Ainsi, au milieu de la communauté en ligne croissante de personnes nouvellement auto-diagnostiquées atteintes de TDAH, beaucoup ne souffraient probablement pas de cette maladie. Pour certains, la cybochondrie – ou l’anxiété liée à la santé après une recherche en ligne – s’est peut-être infiltrée. D’autres ont peut-être confondu le TDAH avec une autre maladie, ce qui est étonnamment facile à réaliser. D’autres encore peuvent avoir eu de légers problèmes d’attention qui ne correspondent pas à la gravité du TDAH.

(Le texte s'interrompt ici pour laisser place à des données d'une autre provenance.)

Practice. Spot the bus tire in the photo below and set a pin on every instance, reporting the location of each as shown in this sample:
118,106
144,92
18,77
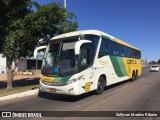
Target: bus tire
100,86
133,76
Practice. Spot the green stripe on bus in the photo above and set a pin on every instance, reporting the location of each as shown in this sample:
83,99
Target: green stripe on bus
117,62
122,66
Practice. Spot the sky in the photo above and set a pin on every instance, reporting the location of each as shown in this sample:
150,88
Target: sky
136,22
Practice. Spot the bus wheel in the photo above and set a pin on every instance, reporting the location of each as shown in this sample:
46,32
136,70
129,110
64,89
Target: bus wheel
100,86
40,93
133,76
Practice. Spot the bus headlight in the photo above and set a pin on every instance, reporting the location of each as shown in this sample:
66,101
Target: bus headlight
73,80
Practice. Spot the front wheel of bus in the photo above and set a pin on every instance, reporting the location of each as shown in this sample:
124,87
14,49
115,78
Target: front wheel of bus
100,86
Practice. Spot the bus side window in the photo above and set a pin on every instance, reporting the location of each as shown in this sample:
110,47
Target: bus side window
103,48
86,56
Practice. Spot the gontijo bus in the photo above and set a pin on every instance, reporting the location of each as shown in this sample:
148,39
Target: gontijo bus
78,62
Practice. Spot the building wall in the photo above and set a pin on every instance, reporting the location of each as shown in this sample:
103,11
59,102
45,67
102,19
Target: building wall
22,65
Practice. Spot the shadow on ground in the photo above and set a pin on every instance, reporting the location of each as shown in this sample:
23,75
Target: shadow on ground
21,82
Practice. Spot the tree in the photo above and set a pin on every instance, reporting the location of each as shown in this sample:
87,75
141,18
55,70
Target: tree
24,32
12,10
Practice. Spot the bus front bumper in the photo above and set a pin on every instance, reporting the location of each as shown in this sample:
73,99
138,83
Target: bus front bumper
71,89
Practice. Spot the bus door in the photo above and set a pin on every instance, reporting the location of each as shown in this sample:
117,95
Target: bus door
86,61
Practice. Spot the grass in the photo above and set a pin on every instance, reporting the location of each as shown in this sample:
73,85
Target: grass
5,92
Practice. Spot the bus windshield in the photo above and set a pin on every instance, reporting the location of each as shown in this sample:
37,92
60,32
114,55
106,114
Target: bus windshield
60,59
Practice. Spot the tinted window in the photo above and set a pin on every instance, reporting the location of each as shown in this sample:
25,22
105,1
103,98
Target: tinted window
109,47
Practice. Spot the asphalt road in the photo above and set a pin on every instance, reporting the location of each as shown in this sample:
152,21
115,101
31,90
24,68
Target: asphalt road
141,95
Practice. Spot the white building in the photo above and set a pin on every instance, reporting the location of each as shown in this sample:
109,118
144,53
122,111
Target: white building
23,64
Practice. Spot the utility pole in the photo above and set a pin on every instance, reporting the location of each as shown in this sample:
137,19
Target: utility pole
65,4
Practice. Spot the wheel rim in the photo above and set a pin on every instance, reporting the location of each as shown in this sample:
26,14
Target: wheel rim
100,85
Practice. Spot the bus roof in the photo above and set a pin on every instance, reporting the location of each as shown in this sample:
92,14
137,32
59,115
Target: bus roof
94,32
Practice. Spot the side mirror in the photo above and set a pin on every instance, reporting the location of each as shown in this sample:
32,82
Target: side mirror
78,45
37,49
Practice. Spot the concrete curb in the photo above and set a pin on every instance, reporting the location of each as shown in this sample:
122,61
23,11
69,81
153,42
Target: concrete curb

À quoi ressemblaient les soins du TDAH en 2021
En 2021, le système de santé mentale américain était surchargé. La plupart des prestataires traditionnels du TDAH, tels que les psychiatres, les psychologues, les thérapeutes en santé mentale et les infirmières praticiennes en psychiatrie, avaient des listes d’attente de plusieurs mois pour les nouveaux patients. Les personnes qui cherchaient récemment de l’aide pour le TDAH ont trouvé des rendez-vous plus rapides avec leurs prestataires de soins primaires, qui peuvent ou non être à l’aise pour diagnostiquer et traiter le TDAH chez l’adulte. Étant donné que la demande de soins pour le TDAH dépassait la capacité, de nouvelles options étaient nécessaires pour répondre aux besoins des patients.
À cette époque, des startups en ligne de soins pour le TDAH ont commencé à apparaître, atteignant les consommateurs potentiels avec des publicités numériques attrayantes comme celles que j’ai reçues.
Par rapport aux soins traditionnels, les modèles de startup auraient utilisé des méthodes de réduction des coûts, telles que la préférence pour des évaluations rapides et une main-d’œuvre à faible coût. Il a également été signalé que les startups s’appuyaient sur un modèle de soins uniforme qui ne personnalisait pas suffisamment les traitements, prescrivant souvent des stimulants plutôt que des traitements qui auraient pu être mieux indiqués.
Certaines de ces entreprises font actuellement l’objet d’une enquête de la part du gouvernement fédéral.
Bien qu’ils aient été controversés dans la communauté médicale, ces modèles pourraient également avoir réduit les obstacles aux soins du TDAH pour de nombreuses personnes.
Le verdict est toujours tombé
Jusqu’à ce que le CDC publie ses données sur les prescriptions de stimulants pour 2022 et 2023, les chercheurs comme moi ne sauront pas si les tendances de 2021, à savoir l’augmentation de la prescription aux adultes et la forte demande de médicaments contre le TDAH, se poursuivront.
Si les tendances se stabilisent, cela pourrait signifier que les patients qui n’ont pas pu accéder aux soins pourraient enfin obtenir l’aide dont ils ont besoin.
Si la prescription du TDAH revient aux niveaux d’avant la pandémie, nous pourrions apprendre qu’une tempête parfaite de facteurs liés au COVID-19 a provoqué un échec momentané chez les personnes recherchant un traitement pour le TDAH.
Ce qui est clair, c’est que la pénurie actuelle de travailleurs de la santé mentale qui se sentent à l’aise pour diagnostiquer et traiter le TDAH chez les adultes continuera d’affecter la capacité des nouveaux patients à obtenir une évaluation diagnostique appropriée du TDAH.